Asse renina-angiotensina-aldosterone
Anna Pia
Dipartimento di Scienze Cliniche e Biologiche, Medicina Interna 1 a Indirizzo Endocrinologico, AOU San Luigi di Orbassano, Università di Torino
Il sistema renina-angiotensina-aldosterone (SRAA) è un meccanismo ormonale "a cascata", deputato al controllo della pressione arteriosa attraverso la regolazione dell'equilibrio idro-elettrolitico e del tono della muscolatura vascolare arteriosa (1).
La renina è un enzima glicoproteico circolante prodotto dalle cellule dell’apparato iuxta-glomerulare, situato a livello dell’arteriola afferente del glomerulo renale. Aumenta in risposta ai seguenti stimoli:
- riduzione del volume plasmatico circolante (ipovolemia o ipotensione);
- alterazioni elettrolitiche (iposodiemia in particolare);
- stimoli da parte del sistema nervoso simpatico.
La renina converte un peptide inattivo, l’angiotensinogeno (prodotto dal fegato) in angiotensina I. A sua volta quest’ultimo peptide viene convertito in angiotensina II da un enzima (ACE, angiotensin-converting enzyme), presente principalmente a livello dei capillari polmonari. L’angiotensina II è il principale prodotto bioattivo del sistema SRAA, con azione ormonale endocrina, ma anche autocrina e paracrina. È un potente vasocostrittore, con azione diretta a livello arteriolare. A livello renale, determina vasocostrizione delle arteriole efferenti del glomerulo, con conseguente effetto di aumento della pressione arteriosa sistemica e della pressione di filtrazione glomerulare. Nella corticale del surrene l’angiotensina II determina il rilascio dell’aldosterone (1).
L’aldosterone è un ormone di natura steroidea, prodotto nella zona glomerulare del corticosurrene. La sua secrezione è stimolata principalmente dal sistema SRAA e dall’iperpotassiemia e inibita dall’ipopotassiemia. L’aldosterone agisce attraverso i recettori per i mineralcorticoidi espressi a livello epiteliale, prevalentemente a livello dei tubuli renali (ansa di Henle e tubulo contorto distale), favorendo il riassorbimento di sodio e acqua dall’urina; nel contempo, per un fenomeno di scambio, potassio e idrogenioni vengono secreti nel tubulo. L’aldosterone agisce anche sul sistema nervoso centrale, inducendo il senso della sete e facilitando il rilascio dell’ormone antidiuretico dall’ipotalamo. L’effetto comune di questi meccanismi è quello di aumentare la volemia e quindi la pressione arteriosa. La letteratura più recente ha inoltre studiato gli effetti extra-renali dell'aldosterone, che contribuiscono al danno cardiovascolare e alle complicanze metaboliche mediate dai recettori dei mineralcorticoidi, attraverso meccanismi d'azione indipendenti dalla pressione arteriosa (2). L’aldosterone, ma anche l’angiotensina II, è in grado di determinare un rimodellamento della muscolatura di vasi e cuore, provocando iperplasia dei miocardiociti e delle cellule muscolari lisce dei vasi (3); inoltre l'aldosterone agisce anche a livello di adipociti (4) e macrofagi (5). Proprio l'attivazione dei recettori dei mineralcorticoidi a livello dell'endotelio, delle cellule muscolari lisce vascolari, dei macrofagi e degli adipociti favorirebbe i processi infiammatori che portano poi a fibrosi e al conseguente danno d'organo, non solo renale, ma anche vascolare e cardiaco (2).
Bibliografia
- Carey RM. Primary aldosteronism. J Surg Oncol 2012, 106: 575-9.

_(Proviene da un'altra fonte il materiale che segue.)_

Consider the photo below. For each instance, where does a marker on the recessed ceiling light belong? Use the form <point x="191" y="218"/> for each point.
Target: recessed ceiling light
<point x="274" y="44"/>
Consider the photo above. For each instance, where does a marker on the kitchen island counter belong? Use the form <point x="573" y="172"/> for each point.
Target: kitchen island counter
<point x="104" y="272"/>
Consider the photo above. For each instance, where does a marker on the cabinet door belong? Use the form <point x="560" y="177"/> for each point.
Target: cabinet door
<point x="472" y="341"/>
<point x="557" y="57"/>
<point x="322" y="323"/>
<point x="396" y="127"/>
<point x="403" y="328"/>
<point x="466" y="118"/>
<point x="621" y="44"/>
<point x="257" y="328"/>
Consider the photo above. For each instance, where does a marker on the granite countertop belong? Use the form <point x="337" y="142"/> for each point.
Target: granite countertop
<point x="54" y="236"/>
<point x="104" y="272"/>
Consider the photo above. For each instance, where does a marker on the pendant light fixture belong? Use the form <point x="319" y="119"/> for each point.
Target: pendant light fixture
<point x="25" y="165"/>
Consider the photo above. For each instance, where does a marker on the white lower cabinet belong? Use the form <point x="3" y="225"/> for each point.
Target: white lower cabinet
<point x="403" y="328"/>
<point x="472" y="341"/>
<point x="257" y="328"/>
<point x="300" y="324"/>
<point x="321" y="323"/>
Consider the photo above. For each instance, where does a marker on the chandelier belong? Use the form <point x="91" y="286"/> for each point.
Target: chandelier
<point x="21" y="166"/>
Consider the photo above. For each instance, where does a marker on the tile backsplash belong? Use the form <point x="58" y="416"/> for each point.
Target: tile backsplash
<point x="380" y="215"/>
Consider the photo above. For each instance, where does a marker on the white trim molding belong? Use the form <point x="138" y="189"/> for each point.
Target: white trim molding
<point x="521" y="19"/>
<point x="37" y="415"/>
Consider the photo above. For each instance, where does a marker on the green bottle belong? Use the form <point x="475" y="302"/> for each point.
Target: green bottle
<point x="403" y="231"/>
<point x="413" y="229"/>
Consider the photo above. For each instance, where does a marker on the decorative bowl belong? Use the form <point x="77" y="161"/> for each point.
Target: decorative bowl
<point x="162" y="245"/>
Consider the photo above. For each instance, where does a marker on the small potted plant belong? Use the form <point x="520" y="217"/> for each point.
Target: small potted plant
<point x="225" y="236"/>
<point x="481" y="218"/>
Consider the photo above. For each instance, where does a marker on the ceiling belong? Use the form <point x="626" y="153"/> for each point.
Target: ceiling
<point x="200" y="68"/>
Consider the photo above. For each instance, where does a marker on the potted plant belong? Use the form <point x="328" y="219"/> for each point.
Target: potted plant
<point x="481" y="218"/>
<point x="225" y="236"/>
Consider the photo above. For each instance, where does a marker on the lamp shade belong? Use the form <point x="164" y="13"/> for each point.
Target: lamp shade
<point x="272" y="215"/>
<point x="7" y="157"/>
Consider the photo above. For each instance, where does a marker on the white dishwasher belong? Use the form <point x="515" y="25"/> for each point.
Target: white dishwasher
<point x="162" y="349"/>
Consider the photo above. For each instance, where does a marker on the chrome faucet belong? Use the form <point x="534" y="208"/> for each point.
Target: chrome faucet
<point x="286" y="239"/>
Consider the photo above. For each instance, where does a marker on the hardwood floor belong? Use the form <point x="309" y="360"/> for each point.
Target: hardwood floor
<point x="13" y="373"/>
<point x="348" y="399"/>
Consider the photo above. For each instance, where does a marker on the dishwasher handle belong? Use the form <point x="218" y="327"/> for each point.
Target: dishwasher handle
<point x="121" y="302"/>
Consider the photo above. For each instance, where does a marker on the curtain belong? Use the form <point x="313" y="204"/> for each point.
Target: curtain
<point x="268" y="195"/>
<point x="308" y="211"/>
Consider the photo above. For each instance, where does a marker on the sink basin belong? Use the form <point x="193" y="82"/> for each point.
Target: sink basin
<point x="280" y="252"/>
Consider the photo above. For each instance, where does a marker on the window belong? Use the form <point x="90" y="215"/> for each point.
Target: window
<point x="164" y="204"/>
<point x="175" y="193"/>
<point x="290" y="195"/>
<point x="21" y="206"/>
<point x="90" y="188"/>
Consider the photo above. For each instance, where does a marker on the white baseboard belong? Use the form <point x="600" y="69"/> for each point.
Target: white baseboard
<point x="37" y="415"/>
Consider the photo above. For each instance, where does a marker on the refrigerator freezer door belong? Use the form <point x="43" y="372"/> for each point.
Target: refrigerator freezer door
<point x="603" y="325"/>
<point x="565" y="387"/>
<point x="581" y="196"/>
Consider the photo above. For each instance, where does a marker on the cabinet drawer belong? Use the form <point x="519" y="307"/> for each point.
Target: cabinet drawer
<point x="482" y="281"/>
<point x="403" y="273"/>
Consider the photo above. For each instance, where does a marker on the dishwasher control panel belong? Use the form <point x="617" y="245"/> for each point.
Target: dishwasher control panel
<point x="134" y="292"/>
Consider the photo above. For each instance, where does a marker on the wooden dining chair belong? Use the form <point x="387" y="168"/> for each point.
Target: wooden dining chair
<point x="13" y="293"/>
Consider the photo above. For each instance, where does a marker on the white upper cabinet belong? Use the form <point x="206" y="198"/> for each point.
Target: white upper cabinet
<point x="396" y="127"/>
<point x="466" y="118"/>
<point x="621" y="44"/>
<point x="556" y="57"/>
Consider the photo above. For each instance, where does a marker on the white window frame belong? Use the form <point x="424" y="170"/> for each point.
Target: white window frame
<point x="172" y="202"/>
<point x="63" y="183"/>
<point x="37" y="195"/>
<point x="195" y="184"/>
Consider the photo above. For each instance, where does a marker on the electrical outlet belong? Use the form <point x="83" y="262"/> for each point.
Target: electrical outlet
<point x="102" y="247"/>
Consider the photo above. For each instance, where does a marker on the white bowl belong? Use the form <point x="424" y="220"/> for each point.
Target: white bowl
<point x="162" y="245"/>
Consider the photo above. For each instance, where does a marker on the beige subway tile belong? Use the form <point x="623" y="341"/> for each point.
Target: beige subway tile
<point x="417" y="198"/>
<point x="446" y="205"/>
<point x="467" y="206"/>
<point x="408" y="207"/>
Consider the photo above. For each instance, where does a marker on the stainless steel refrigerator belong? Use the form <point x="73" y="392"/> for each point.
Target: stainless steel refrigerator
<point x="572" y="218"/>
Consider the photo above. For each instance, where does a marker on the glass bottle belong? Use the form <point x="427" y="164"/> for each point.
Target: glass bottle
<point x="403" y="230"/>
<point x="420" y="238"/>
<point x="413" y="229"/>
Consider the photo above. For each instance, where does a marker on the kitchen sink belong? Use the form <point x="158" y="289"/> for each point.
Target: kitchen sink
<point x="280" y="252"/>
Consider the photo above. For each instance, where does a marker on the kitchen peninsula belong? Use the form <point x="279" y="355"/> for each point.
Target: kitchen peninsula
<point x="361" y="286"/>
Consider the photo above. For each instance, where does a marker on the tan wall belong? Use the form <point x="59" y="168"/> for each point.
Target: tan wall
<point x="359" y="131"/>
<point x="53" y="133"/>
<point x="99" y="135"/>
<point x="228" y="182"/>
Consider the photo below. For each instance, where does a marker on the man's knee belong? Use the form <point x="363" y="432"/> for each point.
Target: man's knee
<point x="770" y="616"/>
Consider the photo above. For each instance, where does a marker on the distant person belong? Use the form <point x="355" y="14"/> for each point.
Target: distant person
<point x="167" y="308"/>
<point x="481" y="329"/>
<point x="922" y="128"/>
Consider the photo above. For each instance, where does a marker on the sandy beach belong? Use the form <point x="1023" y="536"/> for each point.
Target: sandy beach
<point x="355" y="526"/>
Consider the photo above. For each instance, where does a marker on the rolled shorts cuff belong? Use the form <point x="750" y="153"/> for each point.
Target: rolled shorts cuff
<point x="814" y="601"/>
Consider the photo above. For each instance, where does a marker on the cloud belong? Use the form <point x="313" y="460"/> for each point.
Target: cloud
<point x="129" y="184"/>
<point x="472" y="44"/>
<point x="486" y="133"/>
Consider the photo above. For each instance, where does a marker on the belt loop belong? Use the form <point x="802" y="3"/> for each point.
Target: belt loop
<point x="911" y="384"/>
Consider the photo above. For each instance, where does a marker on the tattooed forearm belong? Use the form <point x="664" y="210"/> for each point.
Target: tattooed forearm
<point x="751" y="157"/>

- Nguyen Dinh Cat A, Jaisser F. Extrarenal effects of aldosterone. Curr Opin Nephrol Hypertens 2012, 21: 147-56.
- Sechi LA, Colussi G, Di Fabio A, Catena C. Cardiovascular and renal damage in primary aldosteronism: outcomes after treatment. Am J Hypertens 2010, 23: 1253-60.
- Marzolla V, Armani A, Zennaro MC, et al. The role of the mineralocorticoid receptor in adipocyte biology and fat metabolism. Mol Cell Endocrinol 2012, 350: 281-8.
- Bienvenu LA, Morgan J, Rickard AJ, et al. Macrophage mineralocorticoid receptor signaling plays a key role in aldosterone-independent cardiac fibrosis. Endocrinology 2012, 153: 3416-2.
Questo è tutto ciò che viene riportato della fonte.